= Rainy Day Books =

Bookstore in Fairway, Kansas, United States

Rainy Day Books is an independent bookstore in Fairway, Kansas, a wealthy suburb of Kansas City, Missouri, and one of the leading independent bookstores in the United States. It was founded on November 4, 1975, and is owned and operated by Vivien Jennings.

Publishers Weekly says that "Rainy Day Books sets the gold standard" for author events. The store began as a used bookstore, offering a paperback exchange program where readers could trade used books for credit and pay a small fee to exchange for other paperbacks. Unlike many other used bookstores, Rainy Day Books never purchased stock from customers. Rainy Day Books was named a "Winning Workplace" for its innovative approach to business.
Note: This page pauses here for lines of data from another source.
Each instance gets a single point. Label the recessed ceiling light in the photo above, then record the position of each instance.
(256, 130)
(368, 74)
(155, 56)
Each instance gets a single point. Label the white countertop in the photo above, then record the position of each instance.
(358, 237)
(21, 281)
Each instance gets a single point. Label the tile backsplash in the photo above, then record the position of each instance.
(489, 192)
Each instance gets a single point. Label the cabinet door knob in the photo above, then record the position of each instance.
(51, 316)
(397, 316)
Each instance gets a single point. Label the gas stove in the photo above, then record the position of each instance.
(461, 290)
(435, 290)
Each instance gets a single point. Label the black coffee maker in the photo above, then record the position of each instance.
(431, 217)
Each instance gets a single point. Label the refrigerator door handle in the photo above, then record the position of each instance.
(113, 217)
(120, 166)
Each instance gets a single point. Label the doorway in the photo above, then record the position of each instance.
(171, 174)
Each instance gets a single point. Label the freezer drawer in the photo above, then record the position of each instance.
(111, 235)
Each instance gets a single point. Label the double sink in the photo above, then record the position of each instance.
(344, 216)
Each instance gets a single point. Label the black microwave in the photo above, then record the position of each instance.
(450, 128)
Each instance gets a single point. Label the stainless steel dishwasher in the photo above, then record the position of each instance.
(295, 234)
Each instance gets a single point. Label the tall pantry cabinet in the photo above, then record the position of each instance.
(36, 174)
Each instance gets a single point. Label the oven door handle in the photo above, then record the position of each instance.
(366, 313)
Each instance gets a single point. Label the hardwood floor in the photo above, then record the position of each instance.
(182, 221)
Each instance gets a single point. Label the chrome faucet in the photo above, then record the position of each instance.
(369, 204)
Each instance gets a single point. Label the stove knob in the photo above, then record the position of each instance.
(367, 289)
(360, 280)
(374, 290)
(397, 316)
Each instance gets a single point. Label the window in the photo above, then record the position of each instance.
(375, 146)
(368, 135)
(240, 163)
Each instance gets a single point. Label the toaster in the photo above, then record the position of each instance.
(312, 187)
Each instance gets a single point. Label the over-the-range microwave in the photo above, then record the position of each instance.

Rainy Day Books is a member of the American Booksellers Association as well as IndieBound, a national cooperative marketing group of independent booksellers.

Rainy Day Books was the plaintiff in a 2001 legal case that set the standard for Internet-based personal jurisdiction in Kansas. The case, Rainy Day Books, Inc. v. Rainy Day Books & Cafe, LLC, 2002 U.S. Dist. LEXIS 2043 (D. Kan. 2002), has been cited as precedent in numerous cases since.